It’s opera season again in Cincinnati – first up was Rigoletto last Thursday and Saturday. Our tickets are for Saturday nights.
A great production – the singing, the acting, the sets. Those voices – incredible arias, great group singing. Just melted the heart. But that story. I love the over-the-top stories of opera – not just a little problem, but a huge dramatic flood. In this case, though – ugh.
Rigoletto is an uptight hunchbacked limping father, with a backstory we don’t know (not even his real name), who has raised a gorgeous daughter in almost total isolation. He is the Fool at the court of the Duke of Mantua, who is a known womanizer, exercising the droit du seigneur with impunity – the right to have any woman he pleases any time. Rigoletto, to make the Duke happy, has made enemies of much of the court. And he is so secretive that men at the court think his daughter is his mistress.

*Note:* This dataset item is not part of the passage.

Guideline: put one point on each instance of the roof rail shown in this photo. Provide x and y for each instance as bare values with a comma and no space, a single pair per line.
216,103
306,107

The daughter has been admired at church by a young man who turns out to be the Duke – though she thinks he’s a poor student. She has no skills or experience with which to judge the Duke’s flirtation. The upshot is that the courtiers kidnap her (with Rigoletto’s unwitting help) and deliver her to the Duke (though they don’t know he knows of her), who actually loves her, at least at that moment. So the act may not have been exactly rape, and she is now really in love with him, though grieving for her father’s anger, urging him to forgive the Duke. The father sets up a contract to have the Duke murdered – but it is Gilda who dies. Rigoletto at least sees that it is his revenge which is the direct cause.
The music and the singing – brilliant. But part of me is getting very tired of celebrating embedded Western cultural beliefs about women, which so often result in destruction of the divine feminine.
The other three operas in the season each have much better endings. Thank the Goddess!